JOPLIN, Mo. —
Researching Quaker ancestors is exciting because the Religious Society of Friends has recorded details about its members since the 1600s. One of the best sources of those records is William Wade Hinshaw's set of books titled "Encyclopedia of American Quaker Genealogy." Most larger libraries have a copy.
After checking his encyclopedia, I learned that several of my Sanders and Smith ancestors were Quakers in Chatham County, North Carolina, in the late 1700s and are listed in the records of the Cane Creek Monthly Meeting, one of the largest and first Quaker groups in the region.
From those records, I learned the names of the children, the area where each lived before moving to Cane Creek and the date that they moved there, the area where each family settled after leaving Cane Creek and the date they left, the maiden name of spouses and whether the spouses were Quakers.
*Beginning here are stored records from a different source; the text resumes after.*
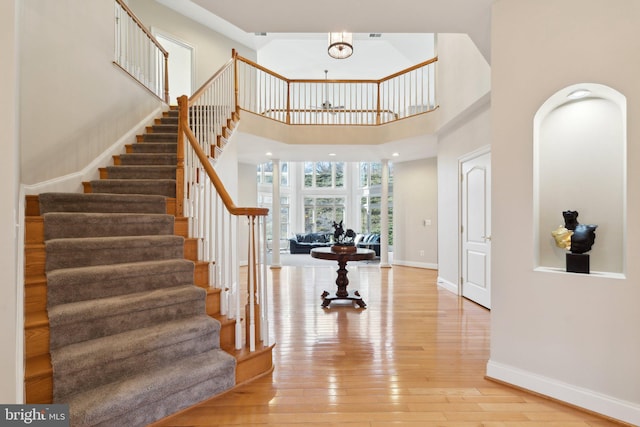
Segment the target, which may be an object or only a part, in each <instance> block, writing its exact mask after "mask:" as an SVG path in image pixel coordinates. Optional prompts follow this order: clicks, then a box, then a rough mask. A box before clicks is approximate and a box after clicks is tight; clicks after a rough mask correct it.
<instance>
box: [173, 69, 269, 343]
mask: <svg viewBox="0 0 640 427" xmlns="http://www.w3.org/2000/svg"><path fill="white" fill-rule="evenodd" d="M231 65H233V64H232V62H230V63H228V64H226V65H225V66H224V67H223V68H222V69H221V70H220V71H219V72H218V73H216V74H215V75H214V76H213V77H212V78H211V79H210V80H209V81H208V82H207V83H205V85H204V86H203V87H202V88H201V89H199V90H198V91H197V92H196V93H195V94H194V95H193V96H192V97H191V98H189V99H188V98H187V97H186V96H181V97H179V98H178V108H179V120H178V123H179V125H178V168H177V173H176V176H177V178H178V183H177V188H178V190H179V191H178V195H177V197H176V199H177V211H178V215H180V214H182V215H184V216H185V217H188V218H189V223H190V227H189V229H190V230H189V233H190V236H191V237H196V238H198V239H199V242H200V245H199V256H198V258H199V259H201V260H204V261H206V262H208V263H209V283H210V286H214V287H217V288H219V289H220V291H221V307H220V308H221V310H220V311H221V313H222V314H223V315H226V316H227V317H229V318H233V319H235V327H236V334H235V336H236V343H235V344H236V349H238V350H239V349H241V348H242V336H243V331H242V323H241V322H242V318H243V316H244V318H245V327H246V328H245V331H244V335H245V343H246V346H247V347H249V350H250V351H255V350H256V346H257V344H258V343H259V342H260V341H262V342H263V343H264V344H265V345H268V344H269V323H268V318H267V309H268V300H267V295H268V292H267V281H266V253H267V250H266V218H267V214H268V212H269V210H268V209H266V208H256V207H238V206H236V205H235V203H234V202H233V200H232V198H231V196H230V195H229V193H228V192H227V190H226V188H225V187H224V185H223V183H222V181H221V180H220V178H219V177H218V174H217V173H216V171H215V169H214V167H213V163H214V158H215V153H214V151H215V150H216V149H217V148H216V147H217V145H216V144H217V138H216V135H220V133H219V132H222V133H224V132H223V131H222V129H224V128H225V125H224V124H222V123H228V122H227V120H229V121H230V120H231V119H232V117H233V114H235V98H234V73H233V67H232V66H231ZM212 150H213V151H212ZM180 193H182V194H180ZM244 218H246V222H245V221H244V220H243V219H244ZM243 224H244V226H245V228H244V231H243V228H242V226H243ZM243 234H246V238H247V273H246V285H247V286H246V294H245V293H244V291H243V290H242V289H240V287H239V285H238V284H239V282H240V277H241V276H240V261H239V251H240V247H239V246H240V245H239V242H240V238H241V236H242V235H243ZM245 295H246V298H247V302H246V304H245V310H244V313H243V312H242V310H241V299H242V298H243V297H244V296H245Z"/></svg>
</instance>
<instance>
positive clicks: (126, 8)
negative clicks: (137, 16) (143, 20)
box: [116, 0, 169, 57]
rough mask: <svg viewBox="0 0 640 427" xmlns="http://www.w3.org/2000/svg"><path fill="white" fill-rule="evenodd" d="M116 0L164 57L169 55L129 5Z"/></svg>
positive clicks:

I also learned the dates of births, deaths and marriages.
Although I thought I understood the records, I was wrong. I discovered my error on a recent trip to Cane Creek when I visited with John Allen, the local Quaker historian, and Mark Tope, the current minister at the Cane Creek Monthly Meeting.
Since details about my ancestors were listed in the Cane Creek Monthly Meeting. I thought that they and their families went there for worship each week. Allen explained that settlers in outlying areas attended preparative meetings in their communities. Delegates from those meetings went to the monthly meetings, where information about the families was recorded.
In retrospect, I had wondered how the families were able to travel more than 30 miles from their farms to worship each week, because settlers could only go about 10 miles per day over the narrow trails.